John Elkann, heir to the Agnelli industrial dynasty, investigated the possibility of a tie-up with fashion designer Giorgio Armani as part of a plan to create a luxury conglomerate around Ferrari, five sources told Reuters familiar with the file.
Elkann, who is also chairman of automaker Stellantis, offered to take a minority stake in the Milan fashion house run by 87-year-old Giorgio Armani, but his latest proposal was rejected earlier this month, two sources said, on condition of anonymity.
The operation would have made Agnellis major players in the fashion sector, like the Arnault and Pinault families in France.
Talks with Armani, valued by analysts at around 6 billion euros ($ 7.09 billion), have not progressed due to the couturier’s reluctance to sell a stake, two sources said, adding that the discussions had been informal and the companies had not called on any bank.
A spokesperson for Exor, the holding company for the Elkann and Agnelli families, told Reuters: “Exor has not approached (Armani) and made no proposal.”
Armani declined to comment on this information.
A possible tie-up with Armani was reportedly made through investment firm Exor or carmaker Ferrari, controlled by Exor, but Elkann’s latest offer was rejected, the sources said.
“Discussions are over for now,” said one of the sources.
This initiative reflects the efforts of the founders of Fiat Chrysler, who own 53% of Exor, to strengthen their exposure to the luxury market.
Exor took a 24% stake in Christian Louboutin in March, as part of a transaction that valued the luxury shoe brand, famous for their red soles, to 2.25 billion euros.
In 2020, the company became the first shareholder of Shang Xia, a luxury brand co-founded by Hermès.
“If there is anyone who could create a serious competitor to the French conglomerates, it is Elkann,” said a banker familiar with the matter.
“He has the money, the credibility and the family prestige to do it.”
Speculation over succession plans for the fashion house founded in 1975 by Armani, known as King Giorgio, has intensified in recent months.
The brand, famous for its sleek suits and evening gowns, is expected to spark interest from French luxury giants LVMH and Kering, sources within the groups told Reuters, adding that Armani was unwilling to sell a stake. to a foreign group.
In April, Armani told American magazine Vogue that he might consider partnering with another Italian company, opening the door for the first time to a possible partner.

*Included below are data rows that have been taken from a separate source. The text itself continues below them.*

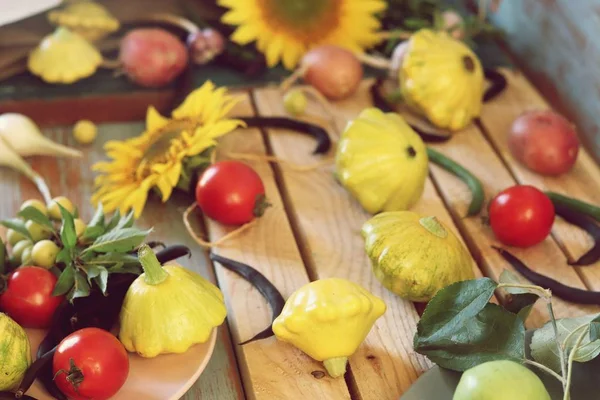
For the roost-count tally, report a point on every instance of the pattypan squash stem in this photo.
(336, 366)
(433, 225)
(154, 274)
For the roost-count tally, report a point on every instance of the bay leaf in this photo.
(492, 334)
(118, 240)
(451, 307)
(35, 215)
(545, 351)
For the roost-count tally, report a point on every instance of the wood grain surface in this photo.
(312, 231)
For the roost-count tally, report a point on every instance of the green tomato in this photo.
(35, 203)
(500, 380)
(14, 237)
(79, 227)
(44, 253)
(20, 247)
(54, 210)
(38, 232)
(26, 256)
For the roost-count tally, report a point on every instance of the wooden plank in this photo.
(328, 222)
(472, 151)
(271, 369)
(582, 182)
(74, 179)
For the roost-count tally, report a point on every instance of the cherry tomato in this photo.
(231, 192)
(521, 216)
(28, 297)
(90, 364)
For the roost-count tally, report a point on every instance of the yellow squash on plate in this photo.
(168, 309)
(328, 319)
(442, 78)
(414, 256)
(381, 161)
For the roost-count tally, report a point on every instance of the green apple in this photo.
(500, 380)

He said the COVID-19 crisis had “made him open his eyes a bit.”
The Milanese fashion house, whose net turnover increased by 2.3% to 2.16 billion euros in 2019 after three years of decline, has not yet communicated its results for its 2020 financial year.
Its valuation, which represents around three times its turnover, could even reach 8 billion euros, according to an analyst based in Milan.
The couturier, who has no children, created in 2016 a foundation that should facilitate his succession and prevent his business from being bought or shattered after his death.
In June, after his last men’s show, Giorgio Armani hinted at preparing for his succession, saying that he was preparing the future of the company with his closest associates.